Hello, Dr. Anita Johnston here.
I am at the theater of Epidaurus, the epic healing center of the world.
Imagine it is the year 400 BC, and you are an Athenian woman in Ancient Greece seeking healing. In your lifetime, you have witnessed some amazing things – the ascension of the Athenian empire, the establishment of democracy, the medicine of Hippocrates, the production of Oedipus Rex, the call to know thyself by a philosopher named Socrates, the building of the Parthenon.
But, you have also seen this golden age collapse in the horrors of war that pitted Peloponnesian cities against each other. You have experienced the agony of a plague that has killed too many family and friends. You have grown weary of your values being disregarded, your truth being silenced, dismissed, or ridiculed. You long for a place where your battered body, frantic mind, and tortured soul can heal from the onslaught of the chaos all around you and the turmoil inside of you – a place where you can find peace and restore your health.
You decide to go on a journey towards recovery. You make the pilgrimage to the Aesclepian, the great healing center of Epidaurus, to turn a corner on your reality; to experience your life in a new way. It’s amazing that we can still retrace the steps of the Ancient Greeks who were seeking treatment, and see what they believed was essential for healing.
We can imagine what it must have been like to ache for healing and wholeness, and make a pilgrimage like that, because we know what it feels like to long for recovery, to turn a corner on our reality, to experience life in a new way. Imagine arriving at Epidaurus and entering the great amphitheater.
This amphitheater could seat 14,000 people. What the Ancient Greeks understood was that storytelling was healing. How about that as a concept? Here, when people would come for healing, they would watch a play. Often it might be a tragedy. These Greek plays were designed to go deep into the psyche of those who needed the healing. Then, they would have a dream and they would take the symbols and metaphor from the dream deep into their being, and begin their healing journey.

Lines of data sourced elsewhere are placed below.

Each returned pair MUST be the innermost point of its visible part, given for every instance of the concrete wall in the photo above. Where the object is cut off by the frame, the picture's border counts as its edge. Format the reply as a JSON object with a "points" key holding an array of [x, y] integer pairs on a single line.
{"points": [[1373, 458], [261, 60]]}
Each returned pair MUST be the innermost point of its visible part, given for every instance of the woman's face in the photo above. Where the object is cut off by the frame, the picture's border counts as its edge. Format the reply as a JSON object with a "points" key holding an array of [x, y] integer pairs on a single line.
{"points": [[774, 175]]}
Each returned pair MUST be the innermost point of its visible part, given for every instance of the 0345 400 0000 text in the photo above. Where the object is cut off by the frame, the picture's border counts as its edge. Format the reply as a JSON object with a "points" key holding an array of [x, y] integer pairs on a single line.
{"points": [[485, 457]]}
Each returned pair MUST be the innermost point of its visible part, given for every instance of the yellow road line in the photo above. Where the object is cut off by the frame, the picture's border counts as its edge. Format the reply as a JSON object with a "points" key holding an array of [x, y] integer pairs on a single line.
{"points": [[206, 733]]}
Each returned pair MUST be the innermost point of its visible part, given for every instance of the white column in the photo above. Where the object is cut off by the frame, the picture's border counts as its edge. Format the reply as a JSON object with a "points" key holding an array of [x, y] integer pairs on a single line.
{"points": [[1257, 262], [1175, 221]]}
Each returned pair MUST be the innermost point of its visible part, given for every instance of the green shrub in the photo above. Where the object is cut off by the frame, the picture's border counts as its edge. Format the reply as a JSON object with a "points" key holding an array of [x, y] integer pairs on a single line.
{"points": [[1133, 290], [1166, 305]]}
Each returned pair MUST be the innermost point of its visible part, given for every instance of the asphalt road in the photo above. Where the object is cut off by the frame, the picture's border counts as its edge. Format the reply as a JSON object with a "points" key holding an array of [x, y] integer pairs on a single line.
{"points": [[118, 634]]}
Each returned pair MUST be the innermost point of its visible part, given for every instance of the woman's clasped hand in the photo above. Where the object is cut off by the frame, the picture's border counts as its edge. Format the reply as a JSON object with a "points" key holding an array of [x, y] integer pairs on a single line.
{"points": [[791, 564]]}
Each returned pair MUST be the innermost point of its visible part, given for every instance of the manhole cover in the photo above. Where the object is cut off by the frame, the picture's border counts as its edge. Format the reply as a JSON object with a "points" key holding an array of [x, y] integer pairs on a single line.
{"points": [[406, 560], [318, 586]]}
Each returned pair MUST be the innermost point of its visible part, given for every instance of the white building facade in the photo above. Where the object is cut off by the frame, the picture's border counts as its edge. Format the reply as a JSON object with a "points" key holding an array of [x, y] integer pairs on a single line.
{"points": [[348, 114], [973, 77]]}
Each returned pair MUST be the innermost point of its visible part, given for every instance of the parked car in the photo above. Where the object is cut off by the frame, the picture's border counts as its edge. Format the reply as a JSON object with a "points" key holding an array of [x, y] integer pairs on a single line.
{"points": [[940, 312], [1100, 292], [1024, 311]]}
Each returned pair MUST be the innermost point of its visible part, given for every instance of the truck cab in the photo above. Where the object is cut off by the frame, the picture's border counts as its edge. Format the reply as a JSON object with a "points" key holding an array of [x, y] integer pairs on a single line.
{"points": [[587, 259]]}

There are stones of the ruins of where the families stayed when they came and brought their loved ones here for healing. It was even understood back then that the families were an integral part of the healing process. Just like today, we recognize that when you’re working with eating disorders, how valuable it is, if at all possible, for the families to be involved.
There were the Greek baths. They understood the healing power of the water. They have even had their own jacuzzies.
Fitness was a big part of the healing process, because they were working with body, mind, and spirit. This was a place where people would come to get stronger, to become more fit, a place where they could embrace the body as well as the mind, the psyche, and the dreams.
At the banquet hall at Asclepius they understood that food was an important part of the healing process, that it was sacred, and they treated it as such. There would be food offerings to the gods, as well as to those that came in search of healing. Imagine though, if now we understood how to treat food as though it were sacred, as an essential part of the healing process, and that it was a vehicle for healing the body?
They had banquet halls. They had benches. They had couches where you could sit and partake of physical nourishment, foods that would heal the body.
In ancient times the patients came here for healing and they would have dreams. People would come and they would lie on benches and they would have dreams.
What if we treated our dreams with that kind of respect? With that kind of honor?
What the Greeks had to tell us is that all healing begins with a story. Healing comes with finding your voice. Finding the story that is your story, and then finding the voice to tell your story. And then, going deep, deep within to learn from the story.
It’s your story. You get to decide what that story is going to be. Transformational tale – that’s your choice. A tale of healing – you get to choose that. A tale of freedom – that’s yours.
From the Light of the Moon Cafe, at the healing sanctuary of Asclepius in Greece. Thank you for joining me here.
I would love to hear what you think, share a comment below!
Thank you Anita and Elizabeth…thanks for sharing your stories…
I like this a lot and it is so cool to think of you there at this healing sanctuary, Anita.
I hope to contribute more with you sooner than later, but appreciate reading your updates and e-mails along the way.
406-214-6089 (cell #)
Our pleasure Amy~we love what we are doing here in the Cafe’ and hope you will join us soon. Until stay tuned for our next vlog!
I’m finding that I share more of my story about my eating disorder and about the truth of how I got here as I go through recovery. I also realize that I don’t have to tell the entire story to everyone like I once thought. I can be selective with whom I share what to as long as I’m truthful to myself about my story. The more authentic I can be the less I turn to my eating disorder.
How wonderful Ellen that you are able to be vulnerable and share your story (or part of it) with others. Secrets don’t heal and honesty is the highest form of intimacy!